Court Opinion

ID: 9768583
Source: CourtListenerOpinion
Date Created: 2023-08-29 06:09:01.284654+00
Date Added: 2024-06-11T15:02:45.090280
License: Public Domain

DISSENTING OPINION
DENTON, Chief Justice.
I respectfully dissent.
Plaintiff was seriously injured when he came in contact with defendants’ transmission lines which crossed a public road in Hockley County, Texas. As an employee of Britt Trucking Company, the plaintiff was assisting in moving by truck certain oil well equipment along the road. He was atop the equipment which measured some 17 feet 2 inches above the ground. His job was to lift the electrical lines with a wooden stick to permit the loaded truck to pass under*232neath. While in the process of doing this, he came in contact with one or more of the wires and was severely burned.
As stated in the majority opinion, the primary question is whether the plaintiff below sustained its burden to prove the defendant was guilty of negligence which proximately caused his injuries. The trial court, by its order overruling the plea of privilege, has impliedly found this burden was met. No findings of fact or conclusions of law were requested or filed. In passing upon this law question, we are required to follow the rule: “If discarding all adverse evidence and giving credit to all evidence that is favorable to the successful party, and indulging every reasonable conclusion that is favorable to him, a trier of the facts may have found in his favor, then it is to be concluded there is evidence to support the finding”. Banks v. Collins, 152 Tex. 265, 257 S.W.2d 97. Johnson Testers, Inc. v. Kirby (Tex.Civ.App.) 359 S.W.2d 553 (Dismissed).
Plaintiff pleaded both statutory negligence, that is, in failing to maintain the electrical wiring more than 22 feet above the ground as required by Articles 1436 and 1436a, V.A.T.S.; and common law negligence of failing to maintain such lines at a safe height above the traffic lane of the road. The defendants’ lines extending across the road contained three wires: two transmission lines or “hot wires”, and a neutral or ground wire. The ground wire was broken when the plaintiff was injured. It had been previously broken that same day under similar circumstances. Each time the defendants’ employees repaired the broken lines. When the repairs were made the second time, Duke, a lineman for the defendant, measured the height of the lines with a "shotgun stick". He measured the transmission lines to be 22 feet 4 inches above the road. Prior to this measurement, he shortened the ground wire one foot and moved it up to the same height as the two transmission wires. Ellis, another lineman for the defendant, estimated the ground wire was left “say 18 or 19 foot” high after the first repair and prior to the time plaintiff was injured. Duke testified the ground wire was some 4 feet below the two transmission lines before the repairs were made.
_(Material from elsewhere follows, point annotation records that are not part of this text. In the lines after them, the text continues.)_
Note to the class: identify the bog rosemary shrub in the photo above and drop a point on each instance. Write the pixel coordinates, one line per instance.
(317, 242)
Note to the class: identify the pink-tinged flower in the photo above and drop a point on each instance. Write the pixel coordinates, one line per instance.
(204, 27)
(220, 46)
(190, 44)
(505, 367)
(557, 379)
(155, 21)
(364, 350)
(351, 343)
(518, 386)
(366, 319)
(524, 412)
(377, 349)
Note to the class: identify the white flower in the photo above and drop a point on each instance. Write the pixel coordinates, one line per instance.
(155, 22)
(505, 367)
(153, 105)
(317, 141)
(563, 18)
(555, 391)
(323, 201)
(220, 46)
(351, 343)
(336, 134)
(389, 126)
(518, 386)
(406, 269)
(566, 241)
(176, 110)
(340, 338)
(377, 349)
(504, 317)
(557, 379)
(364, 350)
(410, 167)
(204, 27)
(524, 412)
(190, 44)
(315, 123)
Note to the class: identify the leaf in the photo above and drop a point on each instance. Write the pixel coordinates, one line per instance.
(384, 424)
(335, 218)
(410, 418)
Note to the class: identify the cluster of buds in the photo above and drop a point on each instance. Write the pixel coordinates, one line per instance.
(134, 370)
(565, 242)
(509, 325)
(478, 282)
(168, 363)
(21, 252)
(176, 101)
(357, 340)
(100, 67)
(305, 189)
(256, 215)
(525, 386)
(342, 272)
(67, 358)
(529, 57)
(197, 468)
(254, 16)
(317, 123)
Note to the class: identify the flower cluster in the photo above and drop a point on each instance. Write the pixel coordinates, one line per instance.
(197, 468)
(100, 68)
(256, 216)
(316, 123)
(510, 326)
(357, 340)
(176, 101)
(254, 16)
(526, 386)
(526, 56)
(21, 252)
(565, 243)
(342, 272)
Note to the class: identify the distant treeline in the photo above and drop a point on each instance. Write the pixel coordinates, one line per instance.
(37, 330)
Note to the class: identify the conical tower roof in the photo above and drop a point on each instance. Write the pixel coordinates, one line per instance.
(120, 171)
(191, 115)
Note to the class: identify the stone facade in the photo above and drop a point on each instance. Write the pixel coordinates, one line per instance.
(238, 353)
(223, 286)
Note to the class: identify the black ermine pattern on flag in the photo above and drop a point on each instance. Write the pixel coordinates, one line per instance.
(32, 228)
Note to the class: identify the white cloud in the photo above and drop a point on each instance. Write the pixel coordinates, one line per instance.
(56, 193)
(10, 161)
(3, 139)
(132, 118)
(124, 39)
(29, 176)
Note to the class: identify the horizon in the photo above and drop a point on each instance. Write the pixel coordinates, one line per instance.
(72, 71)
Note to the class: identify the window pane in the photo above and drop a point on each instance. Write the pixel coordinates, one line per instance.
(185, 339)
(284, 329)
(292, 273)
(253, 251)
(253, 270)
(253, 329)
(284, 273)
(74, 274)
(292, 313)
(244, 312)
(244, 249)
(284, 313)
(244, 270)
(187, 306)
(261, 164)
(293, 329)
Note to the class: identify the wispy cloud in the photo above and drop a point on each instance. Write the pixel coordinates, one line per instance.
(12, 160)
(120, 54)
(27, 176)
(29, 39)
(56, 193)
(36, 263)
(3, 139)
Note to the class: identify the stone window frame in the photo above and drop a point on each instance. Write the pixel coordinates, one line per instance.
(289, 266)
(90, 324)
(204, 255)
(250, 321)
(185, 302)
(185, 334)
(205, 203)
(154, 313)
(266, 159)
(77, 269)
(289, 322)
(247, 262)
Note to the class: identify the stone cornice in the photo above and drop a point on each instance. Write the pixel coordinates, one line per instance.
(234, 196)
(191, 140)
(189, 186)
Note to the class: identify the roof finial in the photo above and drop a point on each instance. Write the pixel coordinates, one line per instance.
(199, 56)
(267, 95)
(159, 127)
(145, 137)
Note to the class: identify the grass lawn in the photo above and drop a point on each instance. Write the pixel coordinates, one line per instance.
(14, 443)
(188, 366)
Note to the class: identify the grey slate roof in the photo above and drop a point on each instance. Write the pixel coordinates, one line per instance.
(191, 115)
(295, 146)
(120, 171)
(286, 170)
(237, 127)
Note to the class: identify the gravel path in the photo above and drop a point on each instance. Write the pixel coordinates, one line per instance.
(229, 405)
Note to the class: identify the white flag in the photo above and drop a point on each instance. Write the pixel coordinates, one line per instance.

It is the defendants’ contention that the transmission lines were more than 22 feet above the ground and therefore, were not in violation of Articles 1436 and 1436a; and that the neutral or lower wire, not being a transmission line, does not come within the provisions of these statutes. This same contention was rejected in Texas Power & Light Company v. Jacobs (Tex.Civ.App.) 323 S.W.2d 483 (Ref.N.R.E.). There, substantially the same facts existed and the same contentions were made. The court held: “We think it is obvious that if the lower line was dangerous in that it carried electricity or the returning current completing the circuit, it would certainly be subject to the terms of the statute and should have been raised a distance of not less than 22 feet over the roadway, and that such failure was negligence as a matter of law.” There the court treated the neutral or ground wire as a “transmission line for all practical purposes”. In the instant case the lower line was also variously described as a “ground wire” or a “neutral wire”. At various times this wire unquestionably carried electricity. Ellis testified that if the two transmission lines carried “any unbalanced load”, the ground wire “will carry the rest of it off”. Although the Jordan case was a trial on the merits and fuller testimony was presented relative to the characteristics and purposes of the ground wire, the testimony here is sufficient to show the ground wire would, on occasions, carry electricity and was designed for that purpose, and as such, it must be considered dangerous. I think the evidence is sufficient to bring this case within the rule announced in the Jacobs case.
It is also my opinion that when the evidence, both direct and circumstantial, is reviewed in the light most favorable to the ap-pellee, there was evidence to support the action of the trial court in holding, for venue purposes, that the defendant was negligent *233in failing to maintain the electrical wires at a safe height above the road and that such negligence was a proximate cause of ap-pellee’s injuries.
I would affirm the judgment of the trial court.